About the application of law. Article 2 of the Interpretation of the Supreme People's Court on Issues Concerning the Application of Law in the Trial of Cases Involving Disputes over Construction Contracts stipulates that: "If a construction contract is invalid, but the construction project passes the completion and acceptance, and the contractor's request to pay the project price with reference to the contract shall be supported." "An engineering company in Chaoyang signed a labor subcontract for the sand replenishment project in Sanya with an industrial company in Sanya, and subcontracted all the subcontracted projects involved in the case to an industrial company in Sanya for construction, which is a case of subcontracting by the dry law, and the contract should be found to be invalid, but the project has been completed by an industrial company in Sanya, and the project has been handed over by an engineering company in Chaoyang to a company not involved in the case. There is a factual and legal basis for an industrial company in Sanya to request an engineering company in Chaoyang to pay progress payment based on the subcontract signed with an engineering company in Chaoyang and its performance. Article 13 of the Interpretation of the Supreme People's Court on Issues Concerning the Application of Law in the Trial of Cases Involving Disputes over Construction Contracts stipulates that: "If a construction project has not been completed and accepted, and the employer uses it without authorization, and then claims rights on the ground that the quality of the part used does not conform to the agreement, it shall not be supported." "An engineering company in Chaoyang accepted the project handed over by an industrial company in Sanya and handed it over to the general contractor, which should be deemed to have passed the completion acceptance and the quality met the agreement, and the engineering company in Chaoyang claimed its rights on the grounds that it had not been completed and accepted, and should not be supported. In summary, it was not improper for the original trial court to find that an industrial company in Sanya had the right to request an engineering company in Chaoyang to pay the project price with reference to the contract. The grounds for a retrial of an engineering company in Chaoyang on the erroneous application of law in the original trial could not be sustained.

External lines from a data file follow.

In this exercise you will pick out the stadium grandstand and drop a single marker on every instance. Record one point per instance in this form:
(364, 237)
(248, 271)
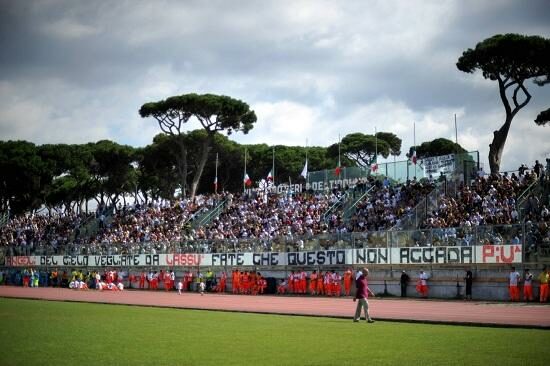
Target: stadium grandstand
(375, 211)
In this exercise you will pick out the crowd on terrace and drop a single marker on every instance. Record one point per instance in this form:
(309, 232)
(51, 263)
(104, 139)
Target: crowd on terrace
(149, 228)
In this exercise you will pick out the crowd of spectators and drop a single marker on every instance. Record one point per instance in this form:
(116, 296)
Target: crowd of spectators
(32, 232)
(385, 205)
(266, 218)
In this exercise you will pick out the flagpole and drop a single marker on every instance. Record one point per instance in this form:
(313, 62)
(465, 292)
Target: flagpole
(375, 146)
(244, 183)
(273, 167)
(339, 142)
(456, 135)
(307, 173)
(216, 179)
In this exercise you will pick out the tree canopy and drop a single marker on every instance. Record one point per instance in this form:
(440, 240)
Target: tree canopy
(511, 60)
(437, 147)
(215, 113)
(363, 149)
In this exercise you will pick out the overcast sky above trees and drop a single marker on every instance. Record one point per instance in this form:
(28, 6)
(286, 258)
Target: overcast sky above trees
(78, 71)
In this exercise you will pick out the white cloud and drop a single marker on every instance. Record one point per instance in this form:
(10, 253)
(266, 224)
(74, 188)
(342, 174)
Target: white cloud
(69, 29)
(310, 70)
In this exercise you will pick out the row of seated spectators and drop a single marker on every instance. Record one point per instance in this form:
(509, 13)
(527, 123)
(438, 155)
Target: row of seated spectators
(30, 233)
(489, 200)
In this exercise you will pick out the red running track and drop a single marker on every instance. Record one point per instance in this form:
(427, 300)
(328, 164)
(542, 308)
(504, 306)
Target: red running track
(415, 310)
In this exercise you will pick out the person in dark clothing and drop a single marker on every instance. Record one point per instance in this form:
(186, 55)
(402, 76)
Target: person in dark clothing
(469, 279)
(404, 281)
(362, 295)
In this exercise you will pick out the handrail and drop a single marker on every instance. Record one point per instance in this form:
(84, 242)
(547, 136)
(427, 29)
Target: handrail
(336, 204)
(4, 218)
(209, 216)
(520, 202)
(349, 209)
(454, 236)
(527, 190)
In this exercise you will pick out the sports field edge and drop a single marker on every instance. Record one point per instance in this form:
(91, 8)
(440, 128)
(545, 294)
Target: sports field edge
(384, 319)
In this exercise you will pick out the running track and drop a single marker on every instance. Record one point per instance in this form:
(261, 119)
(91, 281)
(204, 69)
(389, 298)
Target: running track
(412, 310)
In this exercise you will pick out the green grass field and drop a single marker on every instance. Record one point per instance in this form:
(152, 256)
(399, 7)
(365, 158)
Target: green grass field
(61, 333)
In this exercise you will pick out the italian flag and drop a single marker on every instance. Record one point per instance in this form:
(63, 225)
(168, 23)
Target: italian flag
(247, 181)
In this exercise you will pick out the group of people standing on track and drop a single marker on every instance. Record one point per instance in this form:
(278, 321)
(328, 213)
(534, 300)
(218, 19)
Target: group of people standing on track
(515, 281)
(329, 283)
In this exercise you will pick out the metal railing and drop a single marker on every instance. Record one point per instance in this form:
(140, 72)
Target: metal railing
(210, 215)
(350, 210)
(340, 203)
(526, 235)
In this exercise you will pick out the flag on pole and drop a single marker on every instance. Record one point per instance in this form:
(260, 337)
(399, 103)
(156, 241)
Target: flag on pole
(413, 157)
(304, 171)
(216, 178)
(338, 169)
(246, 180)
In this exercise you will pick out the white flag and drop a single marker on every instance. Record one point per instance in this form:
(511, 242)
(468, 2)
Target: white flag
(304, 171)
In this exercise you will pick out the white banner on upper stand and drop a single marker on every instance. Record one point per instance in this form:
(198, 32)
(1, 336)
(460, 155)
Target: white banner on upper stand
(486, 254)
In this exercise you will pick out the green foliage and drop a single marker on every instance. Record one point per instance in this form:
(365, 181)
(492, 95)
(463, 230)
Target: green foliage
(509, 59)
(23, 176)
(65, 333)
(363, 149)
(543, 118)
(215, 113)
(437, 147)
(510, 56)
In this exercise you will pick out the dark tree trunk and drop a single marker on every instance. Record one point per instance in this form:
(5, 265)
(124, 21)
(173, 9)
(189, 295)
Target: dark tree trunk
(497, 146)
(204, 157)
(182, 165)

About quantity calculations. As mentioned above, the construction of the subcontracted project involved in the case has been completed and handed over to the general contractor, the general contractor has paid the progress payment to a certain engineering company in Chaoyang, and the conditions for an industrial company in Sanya to request an engineering company in Chaoyang to pay the progress payment have been fulfilled. An industrial company in Sanya and an engineering company in Chaoyang could not reach an agreement on the construction quantity, because the subcontracted project transferred by an engineering company in Chaoyang to the general contractor was completely completed by an industrial company in Sanya, and the engineering company in Chaoyang and the general contractor confirmed that the actual project quantity was 510,000 cubic meters, and it was not improper for the original trial to support the claim of an industrial company in Sanya, and there was no sufficient evidence for an engineering company in Chaoyang to overturn the determination of the original trial in its application for retrial.